Brooklyn’s working men flock to late night barber shop
PEARL GABEL FOR NEW YORK DAILY NEWS
A Crown Heights barber shop makes its bucks churning out late night cuts attracting hard working guys squeezing in time to stay fresh.
Experience Unisex Salon is open till 1 a.m. most days, and up to 5 a.m. on busy weekends, drawing customers after they leave the construction yard, stationhouse, courtroom, and other non nine-to-five jobs.
“A shop like this is a savior,” said co-owner Khalil Wright, 37, one of a trio of barbers at the 740 Franklin Ave. shop. “A lot of people don’t get off work till nine or ten o’clock. We get all works of life – bartenders, correction officers, music industry people, teachers, lawyers, doctors. People come all the way from New Jersey just to get their haircut here,” Wright said. The five-year-old salon’s business model centers around male night owls. Two more stylists share the space doing women’s hair, but they typically leave well before midnight.
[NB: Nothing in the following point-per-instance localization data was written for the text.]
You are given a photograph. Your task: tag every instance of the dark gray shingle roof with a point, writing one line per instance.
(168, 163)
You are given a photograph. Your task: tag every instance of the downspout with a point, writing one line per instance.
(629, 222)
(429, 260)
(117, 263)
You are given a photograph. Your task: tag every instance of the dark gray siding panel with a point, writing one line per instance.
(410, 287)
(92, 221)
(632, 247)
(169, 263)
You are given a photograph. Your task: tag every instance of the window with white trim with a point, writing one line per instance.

The barbers roll in during the afternoon prepared to stay until the last customer is happy with his ‘do. “I work until the money stops,” said barber Erik Ryan, 39, whose clients frequently wait an hour to sit under his clippers. Wait times are similar for Wright and fellow cutter Hameen Barnes.
“I would follow this man around the world,” said B-train motorman Aikido Sticatto, 36, who visits Ryan once a week, usually after 10 p.m. “The children are sleeping. I can get away from my wife.”
Sticatto plans to start taking his toddler son to Experience hoping to pass on the importance of having a good barber shop on to his kid.
“It’s a tradition. It’s giving my son something that’s a part of me,” Sticatto said. After-hours bonding is typical at Experience. Freshly groomed men linger around watching the shop’s two 42-inch flat screen televisions blasting either a sports game or a male favorite film like “Goodfellas.” “They are my friends. I always come in and say hello,” said car mechanic Junior Goberdhan, 40. “I got to know them. They have character. It takes a special person to be a barber.”
The trimmers said they often moonlight as therapists talking to customers about marriages, children, and careers. “A barber is like a bartender. You can talk to a bartender about anything. We hear a lot of secrets,” Wright said. “If you have a barber, you will develop a personal attachment.”